Reputation: 69
I need to create a new variable that's based on information from an observation further down in the data set that meets a specific criteria. The criteria could be met in the next observation or could be several rows down.
I'm a beginner in R and haven't been able to make any progress on the solution.

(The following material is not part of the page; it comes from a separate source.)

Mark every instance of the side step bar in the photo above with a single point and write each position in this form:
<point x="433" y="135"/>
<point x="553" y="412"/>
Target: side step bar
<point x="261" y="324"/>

I have a data frame (df) with the following variables:
event event time
pass 10.10
failed block 10.20
failed check 10.21
reception 10.25
pass 17.60
reception 17.65
I need to create a variable called reception time that returns the time of the reception for each pass, so it looks like:
event event time reception time
pass 10.10 10.25
failed block 10.20 NA
failed check 10.21 NA
reception 10.25 NA
pass 17.60 17.65
reception 17.65 NA
There could be 50 or more lines in between pass and reception.
Upvotes: 2
Views: 138
Reputation: 562
If I understand your data correctly, adding a grouping variable (e.g. event_n
) could be helpful for further analyses.
If reception
is always the last occurence before a new series of event, you could use the last()
function from dplyr
.
library(dplyr)
df <- tribble(
~event, ~event_time,
"pass", 10.10,
"failed block",10.20,
"failed check",10.21,
"reception", 10.25,
"pass", 17.60,
"reception", 17.65)
df2 <- df %>%
group_by(event) %>%
mutate(event_n = sequence(n())) %>%
ungroup()
df2
#> # A tibble: 6 x 3
#> event event_time event_n
#> <chr> <dbl> <int>
#> 1 pass 10.1 1
#> 2 failed block 10.2 1
#> 3 failed check 10.2 1
#> 4 reception 10.2 1
#> 5 pass 17.6 2
#> 6 reception 17.6 2
df2 %>%
group_by(event_n) %>%
mutate(reception = if_else(event == "pass", last(event_time), NA_real_))
#> # A tibble: 6 x 4
#> # Groups: event_n [2]
#> event event_time event_n reception
#> <chr> <dbl> <int> <dbl>
#> 1 pass 10.1 1 10.2
#> 2 failed block 10.2 1 NA
#> 3 failed check 10.2 1 NA
#> 4 reception 10.2 1 NA
#> 5 pass 17.6 2 17.6
#> 6 reception 17.6 2 NA
Created on 2019-08-08 by the reprex package (v0.3.0)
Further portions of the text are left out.